Biodiverse analysis software: 2015

Copy selected labels to the clipboard

This is just a short post.

As of Biodiverse version 1.0_001, the View Labels tab now allows users to copy the selected set of labels to the clipboard. Amongst all the traditional uses, one can copy the selected set into the new randomisation option where one can hold some of the labels constant.

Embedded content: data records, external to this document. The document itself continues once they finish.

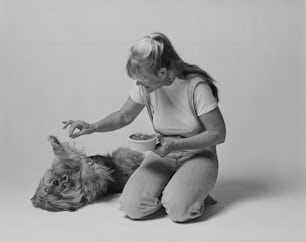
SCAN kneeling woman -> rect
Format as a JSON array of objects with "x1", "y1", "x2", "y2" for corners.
[{"x1": 64, "y1": 33, "x2": 226, "y2": 222}]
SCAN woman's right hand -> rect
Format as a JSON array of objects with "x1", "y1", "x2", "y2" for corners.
[{"x1": 63, "y1": 120, "x2": 94, "y2": 139}]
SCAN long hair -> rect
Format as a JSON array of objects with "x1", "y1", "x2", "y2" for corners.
[{"x1": 126, "y1": 32, "x2": 219, "y2": 100}]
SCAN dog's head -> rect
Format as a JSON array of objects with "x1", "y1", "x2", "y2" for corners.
[{"x1": 31, "y1": 136, "x2": 111, "y2": 211}]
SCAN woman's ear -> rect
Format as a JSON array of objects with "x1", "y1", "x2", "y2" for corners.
[{"x1": 158, "y1": 67, "x2": 168, "y2": 80}]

The selection menu now has an option to copy the selected set to the clipboard.

Shawn Laffan, 23-Jun-2015

For more details about Biodiverse, see http://purl.org/biodiverse

For the full list of changes in the 1.0 series see https://purl.org/biodiverse/wiki/ReleaseNotes#version-101

To see what else Biodiverse has been used for, see https://purl.org/biodiverse/wiki/PublicationsList

You can also join the Biodiverse-users mailing list at http://groups.google.com/group/Biodiverse-users

Better control of randomisations

Randomisations are used in Biodiverse to assess whether the analysis results are more extreme than expected given some null model. Below is a short summary of the existing randomisations, then a description of some of the new functionality in version 1.0_001 to allow greater control by the user.

Currently there are three null models that can be used, with more in the planning stages.

In the rand_nochange case, the groups and labels are held constant. This is not a randomisation so far as the basedata is concerned, but is useful when one wants to randomise the label and/or groups properties, or the trees, while holding everything else constant. This allows one to disentangle the effects of the spatial data from the trees or properties.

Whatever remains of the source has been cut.